XX: Yazının bu kısmı yokluğun zamanı içerdiği anlamına gelmemeli. Yoklukta zaman yoktur ancak bir şey var olduğu an süreç atar. Burada nedensellik devreye girer ve nedensellik eş zamanlı gerçekleşir. Yani var oluş ve zaman eş zamanlı olarak var olurlar. Böylece yoklukta zaman olmaz. Bu zamanı aşkın olan Tanrı'nın zamanı nasıl yarattığına dair soruya verilen bir cevaptır aynı zamanda. Fikir vermesi açısından yazdım. Çünkü bu kadar kısa şekilde anlatılması pek sağlıklı olmayabilir.


 Yokluk süreç ya da mekan değil varlıksal bir durum olduğundan süreç sonrası oluşan durumun yokluktan gelmediği şeklinde anlaşılmamalı. Demek istediğim yokluktan bir şey çıkınca zaten yokluk yoktu varlıkla birlikte eş zamanlı bir şey çıktı ifadesi yanlıştır. Yokluğu akıp giden bir zaman veya sınırları olan bir yer gibi düşünmek hatalıdır. Yokluk durumunda bir şey ortaya çıktığı zaman bu oluş yokluğa aittir. Doğru bir şey yokluktan ortaya çıktığı zaman yokluk yok olur ama bu ortaya çıkan şey hiçbir mantık yasasının ve varlığın olmadığı bir durumdan yani yokluktan çıkmıştır ve yokluğa ait bir oluştur.


 Üstelik yokluktan var oluşun getirdiği başka sorunlar da vardır. Bir şeyin olabilmesi için onun en az bir niteliğe sahip olması ve bir nesnesi olması gerekir. Bu da onun mantık kurallarına uyması gerektiği anlamına gelmektedir. Örneğin yuvarlak bir kare yoktur. Yuvarlak kare ifadesi iki kelimenin yan yana geldiği ve başka hiçbir şeyi ifade etmeyen bir ifadedir. Adadadad kelimesinden hiçbir farkı yoktur. Çünkü bu da saçma ve anlamsızdır, bir şeye karşılık da değildir. Yokluktan adadadad diye bir şey çıkabilir mi? Hayır, çıkamaz. Çünkü adadadad diye bir şey yoktur. Buradaki adadadad ifadesi bu kelimenin çıktığı ses veya harflerle ifadesi değildir. Bu ses ve harflerin nesnesi vardır. Gerçek olan şeylerdir. Bahsettiğim bizzat adadadad'ın kendisidir.
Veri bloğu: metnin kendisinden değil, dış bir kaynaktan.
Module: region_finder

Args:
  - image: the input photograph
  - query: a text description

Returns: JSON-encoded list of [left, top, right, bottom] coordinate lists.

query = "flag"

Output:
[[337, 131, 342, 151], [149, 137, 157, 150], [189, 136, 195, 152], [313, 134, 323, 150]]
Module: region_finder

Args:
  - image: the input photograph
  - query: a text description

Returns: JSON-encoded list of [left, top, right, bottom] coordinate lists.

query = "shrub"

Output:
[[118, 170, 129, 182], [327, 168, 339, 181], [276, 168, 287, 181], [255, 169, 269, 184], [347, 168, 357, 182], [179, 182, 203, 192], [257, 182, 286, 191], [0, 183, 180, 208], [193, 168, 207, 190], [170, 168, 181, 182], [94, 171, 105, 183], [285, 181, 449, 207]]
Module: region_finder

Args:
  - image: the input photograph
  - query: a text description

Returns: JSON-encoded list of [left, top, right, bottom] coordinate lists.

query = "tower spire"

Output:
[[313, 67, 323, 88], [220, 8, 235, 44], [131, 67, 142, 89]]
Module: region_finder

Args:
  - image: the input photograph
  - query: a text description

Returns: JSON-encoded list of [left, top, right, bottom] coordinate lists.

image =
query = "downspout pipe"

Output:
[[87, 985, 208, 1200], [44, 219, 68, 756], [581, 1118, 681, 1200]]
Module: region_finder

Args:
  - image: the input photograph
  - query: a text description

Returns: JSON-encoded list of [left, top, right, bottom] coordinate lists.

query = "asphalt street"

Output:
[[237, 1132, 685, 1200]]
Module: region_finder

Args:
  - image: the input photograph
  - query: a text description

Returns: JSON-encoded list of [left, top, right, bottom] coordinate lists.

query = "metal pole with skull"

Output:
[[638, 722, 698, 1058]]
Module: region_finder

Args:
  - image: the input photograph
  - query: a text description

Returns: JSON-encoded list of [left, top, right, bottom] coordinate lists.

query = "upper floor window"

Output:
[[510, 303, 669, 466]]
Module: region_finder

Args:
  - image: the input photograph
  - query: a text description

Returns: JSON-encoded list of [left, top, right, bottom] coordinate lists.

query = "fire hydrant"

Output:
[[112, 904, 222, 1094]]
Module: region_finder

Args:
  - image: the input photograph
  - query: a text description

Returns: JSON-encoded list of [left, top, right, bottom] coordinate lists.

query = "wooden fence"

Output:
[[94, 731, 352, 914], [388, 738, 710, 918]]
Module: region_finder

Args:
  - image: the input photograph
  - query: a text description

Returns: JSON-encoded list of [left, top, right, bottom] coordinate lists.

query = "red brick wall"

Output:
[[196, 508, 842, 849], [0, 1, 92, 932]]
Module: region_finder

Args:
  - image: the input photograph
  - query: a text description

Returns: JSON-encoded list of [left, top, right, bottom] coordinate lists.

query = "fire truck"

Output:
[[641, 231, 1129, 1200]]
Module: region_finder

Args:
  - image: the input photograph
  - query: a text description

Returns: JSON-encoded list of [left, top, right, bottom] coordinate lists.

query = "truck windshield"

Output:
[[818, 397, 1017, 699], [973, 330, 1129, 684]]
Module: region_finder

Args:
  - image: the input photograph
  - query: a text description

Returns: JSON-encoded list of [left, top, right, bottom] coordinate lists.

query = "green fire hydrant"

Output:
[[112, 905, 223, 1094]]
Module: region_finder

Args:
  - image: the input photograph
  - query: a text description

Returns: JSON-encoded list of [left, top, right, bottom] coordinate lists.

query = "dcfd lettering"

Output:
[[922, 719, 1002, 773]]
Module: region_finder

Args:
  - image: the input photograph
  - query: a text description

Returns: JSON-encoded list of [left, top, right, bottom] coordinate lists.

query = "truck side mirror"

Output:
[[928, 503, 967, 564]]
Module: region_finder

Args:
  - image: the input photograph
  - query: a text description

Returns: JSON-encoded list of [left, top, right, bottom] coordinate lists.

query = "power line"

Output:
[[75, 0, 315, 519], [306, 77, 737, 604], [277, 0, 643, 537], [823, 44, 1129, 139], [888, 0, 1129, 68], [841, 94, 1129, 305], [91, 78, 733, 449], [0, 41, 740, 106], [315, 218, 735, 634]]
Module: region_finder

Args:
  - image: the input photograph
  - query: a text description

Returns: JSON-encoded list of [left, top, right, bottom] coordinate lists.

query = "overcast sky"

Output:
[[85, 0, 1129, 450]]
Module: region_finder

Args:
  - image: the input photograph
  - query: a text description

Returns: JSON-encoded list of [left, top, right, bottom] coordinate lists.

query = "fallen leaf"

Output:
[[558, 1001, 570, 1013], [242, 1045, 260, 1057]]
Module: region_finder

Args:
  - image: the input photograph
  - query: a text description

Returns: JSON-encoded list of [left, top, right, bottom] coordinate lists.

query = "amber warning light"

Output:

Bu şey gerçekte var olamaz çünkü var olması için bir nesneye sahip olması ve dolayısıyla mantık kurallarına uyması gerekir. Bu da yokluktan eğer bir şeyler çıktığını varsayarsak onun mantık kurallarına uygun olması gerektiğini gösterir. Demek ki yoklukta mantık kuralları işler. Bu kural var olan şeyin mantık kurallarına uygun olması gerektiğinden ziyade tanımsız bir şey var olamaz kuralıdır. Ayrıca bir şeyin var oluşu için en az bir niteliğinin olması da gereklidir. Yokluktan çıkan bir şeyin var olması için niteliğinin olması gerekir. Yoklukta ise hiçbir nitelik ve bu niteliği şekillendiren mekanizma yoktur. Yokluktan çıkan bir şeyin niteliği olmak zorundadır. Bu da yokluktan çıkan şeylerin bu mantık kuralına takıldığını gösterir.


 Dikkat edilmesi gereken nokta yoklukta "Hiçbir şey kendi potansiyelinden fazlasını veremez ." ilkesinin de olmadığıdır. Bu yüzden yokluktan bir şeyler çıkacağını iddia eden birisinin bu ilkenin de yoklukta olmadığını kabul etmelidir. Eğer yokluktan anladığımız şey mantık kurallarının olduğu ve diğer hiçbir şeyin olmadığı durum ise zaten "Yokluktan yokluk çıkar, hiçbir şey kendi potansiyelinden fazlasını veremez." ilkeleri gereğince yokluktan yokluk çıkması gerektiğini kabul etmek zorundadır. Kendi potansiyelinde fazlasını verememe fizik kuralı değildir. Potansiyel ise maddi olarak enerji anlaşılmamalıdır. Bu yüzden yokluktan çıkan şeylerin nitelik sahibi olmaları eğer potansiyel ilkesinin de olmadığını kabul edersek fazla şaşırılması gereken bir şey değildir. Ancak burada vurgulanan nokta yokluktan nitelik sahibi şeylerin çıkması değildir. Yokluktan çıkan şeylerin niteliğinin olması gerekliliğidir. Yani yokluktan niteliksiz şeyler çıkamayacağı için yoklukta oluşan bu var oluş bir mantık kuralına uymak zorundadır. Yokluk niteliksiz şeyler çıkaramaz. Bu da yoklukta yine başka bir ilkenin geçerli olması gerektiğini gösterir.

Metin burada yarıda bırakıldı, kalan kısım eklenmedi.